The nuclear proposal is not yet harming the Coalition, according to former Liberal strategist and RedBridge Group pollster Tony Barry, but he says a number of factors are at play.
He regards Labor’s scare tactics, including the three-eyed fish imagery, as falling flat, and says people are not seeing evidence that renewable energy is bringing down energy prices.
Barry says there is public anger over falling feed-in tariffs and substantial outlay costs for solar power. The government and renewable energy groups have “manifestly failed” to sell clean energy, in his view, and public support has softened.
“It’s playing beautifully for Dutton,” he says.
“Voters just look at their bills, which are going up, and they’ve made the assessment that perhaps renewable energy isn’t cheaper.
“The salience of cost of living and housing is so high at the moment in all our research that every other issue is failing to punch through,” Barry says.
“We’re seeing around 75 per cent of voters nominate those two issues as the most important ones to them. That is unprecedented in my 25 years as a consumer and supplier of research.”
The Labor policy most cited as helpful for Australians was the amended stage three tax cuts and the energy rebates, but they were the options from just 24 per cent of respondents in a RedBridge poll who could name a standout Albanese government policy.
RedBridge research also suggests Dutton is getting “some reward for a bold idea on nuclear”, Barry says.
“That’s not to say they think it’s the best plan or they supported it, but they identified it as the biggest, most memorable, boldest plan in this parliamentary term.

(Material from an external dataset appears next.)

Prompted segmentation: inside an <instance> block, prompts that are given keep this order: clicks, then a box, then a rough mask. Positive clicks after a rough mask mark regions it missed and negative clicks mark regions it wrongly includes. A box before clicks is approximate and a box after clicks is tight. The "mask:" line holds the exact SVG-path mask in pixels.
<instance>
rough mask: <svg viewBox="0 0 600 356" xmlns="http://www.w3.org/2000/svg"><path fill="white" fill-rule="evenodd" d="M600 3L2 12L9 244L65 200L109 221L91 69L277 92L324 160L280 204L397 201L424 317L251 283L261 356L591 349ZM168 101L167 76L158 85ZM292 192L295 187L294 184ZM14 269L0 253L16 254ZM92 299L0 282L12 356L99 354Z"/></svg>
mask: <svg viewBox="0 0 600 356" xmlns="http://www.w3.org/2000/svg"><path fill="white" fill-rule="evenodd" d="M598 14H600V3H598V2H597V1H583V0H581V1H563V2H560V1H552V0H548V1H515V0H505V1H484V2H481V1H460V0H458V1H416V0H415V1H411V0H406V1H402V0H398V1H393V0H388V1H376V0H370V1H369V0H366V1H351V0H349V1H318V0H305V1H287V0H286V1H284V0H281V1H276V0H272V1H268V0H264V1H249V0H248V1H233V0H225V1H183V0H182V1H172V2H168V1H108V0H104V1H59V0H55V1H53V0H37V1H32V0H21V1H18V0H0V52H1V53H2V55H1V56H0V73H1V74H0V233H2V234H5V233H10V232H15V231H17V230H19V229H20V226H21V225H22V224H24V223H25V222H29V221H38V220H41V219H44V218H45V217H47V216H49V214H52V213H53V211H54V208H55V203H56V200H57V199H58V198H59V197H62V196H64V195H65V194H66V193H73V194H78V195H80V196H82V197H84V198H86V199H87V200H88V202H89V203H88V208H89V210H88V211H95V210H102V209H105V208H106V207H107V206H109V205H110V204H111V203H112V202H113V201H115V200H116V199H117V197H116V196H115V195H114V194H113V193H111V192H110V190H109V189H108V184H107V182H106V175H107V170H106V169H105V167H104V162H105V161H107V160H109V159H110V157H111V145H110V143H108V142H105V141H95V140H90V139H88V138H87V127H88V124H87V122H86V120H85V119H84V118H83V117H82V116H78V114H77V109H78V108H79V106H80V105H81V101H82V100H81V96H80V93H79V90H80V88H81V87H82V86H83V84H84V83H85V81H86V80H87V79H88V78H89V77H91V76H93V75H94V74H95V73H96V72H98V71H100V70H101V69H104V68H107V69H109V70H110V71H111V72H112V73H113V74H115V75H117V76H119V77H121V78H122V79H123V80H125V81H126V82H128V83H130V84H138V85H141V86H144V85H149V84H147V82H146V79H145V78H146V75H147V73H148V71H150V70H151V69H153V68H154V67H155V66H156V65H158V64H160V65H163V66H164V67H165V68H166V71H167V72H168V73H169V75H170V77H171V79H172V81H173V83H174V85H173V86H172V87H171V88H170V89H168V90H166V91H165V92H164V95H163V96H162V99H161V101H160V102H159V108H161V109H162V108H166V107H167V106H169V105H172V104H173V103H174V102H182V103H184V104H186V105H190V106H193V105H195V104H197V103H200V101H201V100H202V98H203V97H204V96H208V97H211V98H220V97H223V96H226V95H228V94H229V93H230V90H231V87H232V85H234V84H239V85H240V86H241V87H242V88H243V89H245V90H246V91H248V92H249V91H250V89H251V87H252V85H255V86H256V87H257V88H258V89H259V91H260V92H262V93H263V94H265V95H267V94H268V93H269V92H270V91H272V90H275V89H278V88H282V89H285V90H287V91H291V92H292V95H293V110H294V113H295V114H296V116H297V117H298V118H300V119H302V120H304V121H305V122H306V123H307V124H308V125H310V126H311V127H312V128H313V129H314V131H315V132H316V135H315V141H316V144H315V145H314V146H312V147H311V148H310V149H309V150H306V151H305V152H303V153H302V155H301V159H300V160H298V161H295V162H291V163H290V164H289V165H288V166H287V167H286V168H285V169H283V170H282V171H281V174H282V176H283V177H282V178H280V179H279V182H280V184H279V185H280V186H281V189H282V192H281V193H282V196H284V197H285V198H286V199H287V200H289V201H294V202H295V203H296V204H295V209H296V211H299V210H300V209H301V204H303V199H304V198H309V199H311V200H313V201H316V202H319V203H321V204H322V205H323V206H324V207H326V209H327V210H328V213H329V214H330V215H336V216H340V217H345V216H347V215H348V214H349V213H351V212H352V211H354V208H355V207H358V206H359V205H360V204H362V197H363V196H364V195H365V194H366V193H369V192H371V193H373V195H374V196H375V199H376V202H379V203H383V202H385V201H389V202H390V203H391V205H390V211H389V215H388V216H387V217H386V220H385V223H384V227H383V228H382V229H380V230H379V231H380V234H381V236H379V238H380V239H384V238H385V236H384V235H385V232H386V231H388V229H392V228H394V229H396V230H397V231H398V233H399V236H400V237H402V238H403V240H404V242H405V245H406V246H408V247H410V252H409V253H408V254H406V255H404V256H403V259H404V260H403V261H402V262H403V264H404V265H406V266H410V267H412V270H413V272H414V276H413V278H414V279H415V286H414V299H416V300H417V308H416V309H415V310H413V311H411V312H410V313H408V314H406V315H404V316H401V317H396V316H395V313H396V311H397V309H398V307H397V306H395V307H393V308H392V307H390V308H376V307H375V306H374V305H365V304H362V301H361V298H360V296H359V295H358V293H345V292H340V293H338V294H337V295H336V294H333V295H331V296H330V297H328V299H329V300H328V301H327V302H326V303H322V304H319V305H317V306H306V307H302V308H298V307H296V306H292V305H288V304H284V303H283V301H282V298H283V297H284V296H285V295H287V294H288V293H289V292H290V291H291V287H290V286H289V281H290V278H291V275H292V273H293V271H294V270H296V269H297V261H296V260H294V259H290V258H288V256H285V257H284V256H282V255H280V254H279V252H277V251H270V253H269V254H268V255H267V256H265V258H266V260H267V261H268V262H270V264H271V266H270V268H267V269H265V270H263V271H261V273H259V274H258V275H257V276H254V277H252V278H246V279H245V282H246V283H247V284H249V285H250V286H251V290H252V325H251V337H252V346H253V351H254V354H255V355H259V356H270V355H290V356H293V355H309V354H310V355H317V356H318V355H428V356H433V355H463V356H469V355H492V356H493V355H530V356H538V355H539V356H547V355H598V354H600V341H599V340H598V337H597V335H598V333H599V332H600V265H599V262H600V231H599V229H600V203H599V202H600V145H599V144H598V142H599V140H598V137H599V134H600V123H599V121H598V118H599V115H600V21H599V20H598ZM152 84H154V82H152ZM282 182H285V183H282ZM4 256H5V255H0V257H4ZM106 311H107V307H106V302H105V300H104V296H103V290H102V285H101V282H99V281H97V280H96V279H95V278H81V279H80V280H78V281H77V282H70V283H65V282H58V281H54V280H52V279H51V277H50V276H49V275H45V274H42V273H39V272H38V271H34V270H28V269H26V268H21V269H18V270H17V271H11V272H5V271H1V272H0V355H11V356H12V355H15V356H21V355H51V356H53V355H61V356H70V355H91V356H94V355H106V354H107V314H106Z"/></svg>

“When you focus people on a conversation about nuclear there are certainly hesitations and concerns and knowledge gaps … The trick for Labor is not to be seen as being too focused on nuclear energy at the expense of not being focused on cost of living.”

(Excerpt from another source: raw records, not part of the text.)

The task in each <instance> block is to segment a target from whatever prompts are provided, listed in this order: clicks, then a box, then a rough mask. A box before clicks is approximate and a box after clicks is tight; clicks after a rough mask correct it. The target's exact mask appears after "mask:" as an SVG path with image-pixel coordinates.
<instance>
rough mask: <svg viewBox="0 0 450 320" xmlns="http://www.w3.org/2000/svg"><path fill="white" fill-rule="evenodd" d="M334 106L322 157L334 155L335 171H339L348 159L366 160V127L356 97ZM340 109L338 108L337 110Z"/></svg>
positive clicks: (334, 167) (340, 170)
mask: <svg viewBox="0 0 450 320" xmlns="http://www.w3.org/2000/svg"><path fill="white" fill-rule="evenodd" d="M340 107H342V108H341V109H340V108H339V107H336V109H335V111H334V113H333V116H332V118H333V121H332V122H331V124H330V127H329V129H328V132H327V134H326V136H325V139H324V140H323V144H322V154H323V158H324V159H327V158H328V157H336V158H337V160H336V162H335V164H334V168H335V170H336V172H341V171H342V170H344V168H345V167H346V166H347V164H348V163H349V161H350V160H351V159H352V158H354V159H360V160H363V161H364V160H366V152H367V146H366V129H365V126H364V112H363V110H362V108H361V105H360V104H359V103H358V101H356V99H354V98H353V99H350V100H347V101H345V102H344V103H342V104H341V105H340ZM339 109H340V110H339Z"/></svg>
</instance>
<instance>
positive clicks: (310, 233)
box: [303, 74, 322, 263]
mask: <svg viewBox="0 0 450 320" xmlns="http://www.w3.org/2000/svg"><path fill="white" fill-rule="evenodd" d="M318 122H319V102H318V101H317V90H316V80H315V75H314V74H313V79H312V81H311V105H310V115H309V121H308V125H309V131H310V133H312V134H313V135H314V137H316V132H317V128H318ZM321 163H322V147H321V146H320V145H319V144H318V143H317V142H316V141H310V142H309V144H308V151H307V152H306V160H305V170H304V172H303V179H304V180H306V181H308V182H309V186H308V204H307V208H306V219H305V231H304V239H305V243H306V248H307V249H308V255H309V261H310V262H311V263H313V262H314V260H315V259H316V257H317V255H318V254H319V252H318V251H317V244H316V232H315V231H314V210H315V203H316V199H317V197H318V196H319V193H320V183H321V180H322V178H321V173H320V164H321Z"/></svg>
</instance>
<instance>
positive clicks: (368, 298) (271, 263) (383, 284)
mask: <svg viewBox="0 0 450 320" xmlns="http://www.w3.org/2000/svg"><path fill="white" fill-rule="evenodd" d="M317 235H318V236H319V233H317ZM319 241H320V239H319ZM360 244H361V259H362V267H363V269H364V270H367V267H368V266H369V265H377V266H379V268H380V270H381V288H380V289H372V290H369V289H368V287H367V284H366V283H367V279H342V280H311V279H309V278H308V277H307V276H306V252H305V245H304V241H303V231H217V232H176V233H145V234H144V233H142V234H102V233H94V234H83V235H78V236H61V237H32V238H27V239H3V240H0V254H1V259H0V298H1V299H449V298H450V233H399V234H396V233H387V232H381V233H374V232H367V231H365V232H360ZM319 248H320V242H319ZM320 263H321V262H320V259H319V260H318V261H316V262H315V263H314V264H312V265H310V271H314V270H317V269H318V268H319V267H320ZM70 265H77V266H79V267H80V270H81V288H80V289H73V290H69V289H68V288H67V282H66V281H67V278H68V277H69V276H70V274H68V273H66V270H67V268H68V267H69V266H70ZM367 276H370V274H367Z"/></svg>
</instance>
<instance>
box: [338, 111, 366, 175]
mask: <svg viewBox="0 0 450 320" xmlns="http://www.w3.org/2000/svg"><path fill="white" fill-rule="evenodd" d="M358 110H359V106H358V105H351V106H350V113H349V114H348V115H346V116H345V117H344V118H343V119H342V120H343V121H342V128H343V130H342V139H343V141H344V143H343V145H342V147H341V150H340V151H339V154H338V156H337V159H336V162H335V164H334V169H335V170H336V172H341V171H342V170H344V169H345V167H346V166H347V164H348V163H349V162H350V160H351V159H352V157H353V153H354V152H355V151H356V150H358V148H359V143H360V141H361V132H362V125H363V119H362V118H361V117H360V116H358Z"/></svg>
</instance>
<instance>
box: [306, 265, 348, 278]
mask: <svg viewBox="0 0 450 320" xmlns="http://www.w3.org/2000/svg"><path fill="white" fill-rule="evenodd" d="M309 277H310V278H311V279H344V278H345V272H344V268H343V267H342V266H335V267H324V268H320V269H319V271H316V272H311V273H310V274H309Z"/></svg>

To put that “boldness” another way, however, the nuclear power proposition also makes the opposition a target. MPs who spoke to The Saturday Paper don’t express too much concern.
“We’re not saying it’s sort of a cost-of-living measure or anything else like that. We’re saying it’s a long-term energy market reform,” one parliamentarian says.

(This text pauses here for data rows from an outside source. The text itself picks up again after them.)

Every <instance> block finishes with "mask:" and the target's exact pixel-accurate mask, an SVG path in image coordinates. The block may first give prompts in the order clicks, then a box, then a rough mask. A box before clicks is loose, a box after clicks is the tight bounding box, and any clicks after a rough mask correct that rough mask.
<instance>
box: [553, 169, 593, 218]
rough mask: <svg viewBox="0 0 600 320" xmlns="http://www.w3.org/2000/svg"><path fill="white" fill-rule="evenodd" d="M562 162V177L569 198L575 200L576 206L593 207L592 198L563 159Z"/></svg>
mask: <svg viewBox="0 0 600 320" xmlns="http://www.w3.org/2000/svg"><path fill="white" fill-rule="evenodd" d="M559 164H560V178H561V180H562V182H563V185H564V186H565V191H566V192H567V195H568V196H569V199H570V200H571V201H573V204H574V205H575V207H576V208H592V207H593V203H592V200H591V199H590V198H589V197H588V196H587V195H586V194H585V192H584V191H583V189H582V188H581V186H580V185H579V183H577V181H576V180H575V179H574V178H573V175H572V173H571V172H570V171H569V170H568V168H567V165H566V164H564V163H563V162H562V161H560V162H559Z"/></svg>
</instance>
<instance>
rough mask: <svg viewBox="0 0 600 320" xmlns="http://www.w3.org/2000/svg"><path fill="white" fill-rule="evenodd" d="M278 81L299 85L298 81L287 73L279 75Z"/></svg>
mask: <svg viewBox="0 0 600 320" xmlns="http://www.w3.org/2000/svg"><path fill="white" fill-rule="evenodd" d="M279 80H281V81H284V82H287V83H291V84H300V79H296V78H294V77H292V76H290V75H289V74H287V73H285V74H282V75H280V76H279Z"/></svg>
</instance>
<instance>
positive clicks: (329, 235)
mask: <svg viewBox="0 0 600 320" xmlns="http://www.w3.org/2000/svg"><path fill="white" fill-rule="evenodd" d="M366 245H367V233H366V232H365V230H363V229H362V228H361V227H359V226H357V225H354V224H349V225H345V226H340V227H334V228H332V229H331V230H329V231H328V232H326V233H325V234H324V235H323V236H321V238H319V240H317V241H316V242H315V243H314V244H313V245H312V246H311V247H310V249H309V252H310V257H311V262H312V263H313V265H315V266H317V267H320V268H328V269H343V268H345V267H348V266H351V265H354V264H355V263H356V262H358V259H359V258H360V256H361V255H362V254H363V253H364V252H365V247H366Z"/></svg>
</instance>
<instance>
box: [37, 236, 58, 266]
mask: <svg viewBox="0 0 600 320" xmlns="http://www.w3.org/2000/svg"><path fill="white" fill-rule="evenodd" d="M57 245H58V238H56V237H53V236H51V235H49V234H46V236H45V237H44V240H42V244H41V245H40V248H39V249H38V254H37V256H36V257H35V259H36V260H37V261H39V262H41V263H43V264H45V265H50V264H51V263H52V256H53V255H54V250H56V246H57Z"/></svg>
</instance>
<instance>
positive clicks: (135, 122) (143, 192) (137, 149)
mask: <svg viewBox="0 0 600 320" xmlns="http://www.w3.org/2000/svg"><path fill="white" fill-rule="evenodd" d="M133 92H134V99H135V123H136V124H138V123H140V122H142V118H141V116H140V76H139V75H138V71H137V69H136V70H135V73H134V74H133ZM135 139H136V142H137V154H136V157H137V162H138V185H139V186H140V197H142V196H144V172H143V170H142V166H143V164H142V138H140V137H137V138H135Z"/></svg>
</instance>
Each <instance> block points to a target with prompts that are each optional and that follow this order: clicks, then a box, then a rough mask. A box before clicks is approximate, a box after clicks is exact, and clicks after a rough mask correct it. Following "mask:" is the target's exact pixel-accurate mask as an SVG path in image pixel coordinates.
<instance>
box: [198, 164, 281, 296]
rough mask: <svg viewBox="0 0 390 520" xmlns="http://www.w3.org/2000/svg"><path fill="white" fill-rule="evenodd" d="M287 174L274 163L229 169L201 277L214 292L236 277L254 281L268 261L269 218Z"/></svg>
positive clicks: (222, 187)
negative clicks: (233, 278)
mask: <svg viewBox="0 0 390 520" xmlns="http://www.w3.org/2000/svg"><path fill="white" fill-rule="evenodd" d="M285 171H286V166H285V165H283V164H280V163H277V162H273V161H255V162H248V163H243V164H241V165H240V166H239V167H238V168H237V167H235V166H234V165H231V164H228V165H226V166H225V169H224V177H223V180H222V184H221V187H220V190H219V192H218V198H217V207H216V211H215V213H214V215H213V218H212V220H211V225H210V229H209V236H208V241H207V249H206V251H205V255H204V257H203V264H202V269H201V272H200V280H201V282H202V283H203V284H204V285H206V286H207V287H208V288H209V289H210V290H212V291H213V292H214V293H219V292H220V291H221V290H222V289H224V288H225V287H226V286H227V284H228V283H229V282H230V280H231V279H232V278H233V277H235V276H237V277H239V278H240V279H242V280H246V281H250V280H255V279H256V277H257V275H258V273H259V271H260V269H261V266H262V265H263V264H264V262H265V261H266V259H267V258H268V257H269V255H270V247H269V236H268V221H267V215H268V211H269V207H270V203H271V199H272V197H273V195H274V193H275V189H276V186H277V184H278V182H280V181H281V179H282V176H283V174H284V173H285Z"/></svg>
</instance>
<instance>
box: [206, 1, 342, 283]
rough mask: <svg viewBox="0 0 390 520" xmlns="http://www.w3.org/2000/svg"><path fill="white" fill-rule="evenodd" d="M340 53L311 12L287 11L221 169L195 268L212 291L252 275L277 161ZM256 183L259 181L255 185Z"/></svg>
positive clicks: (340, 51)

“It’s a good point of differentiation. I think it’s an important policy. But I don’t think we will win an election off the back of that, and I don’t think we’re going to lose one either.”
In the meantime, Dutton is seen by the Nationals as a “steady navigator”.
“I think we’ve got the advantage. We’ve had the situation where he’s been so far ahead of anyone else in the Liberal Party that there’s really not been any leadership rumblings or undermining,” one Nationals MP says.
“The dynamic between David [Littleproud] and Peter is good. It’s not stealing the limelight off Peter in a presidential-style environment that we exist in these days.
“I think Albanese is one of our key strike weapons. He’s certainly doing some things that are pissing people off.”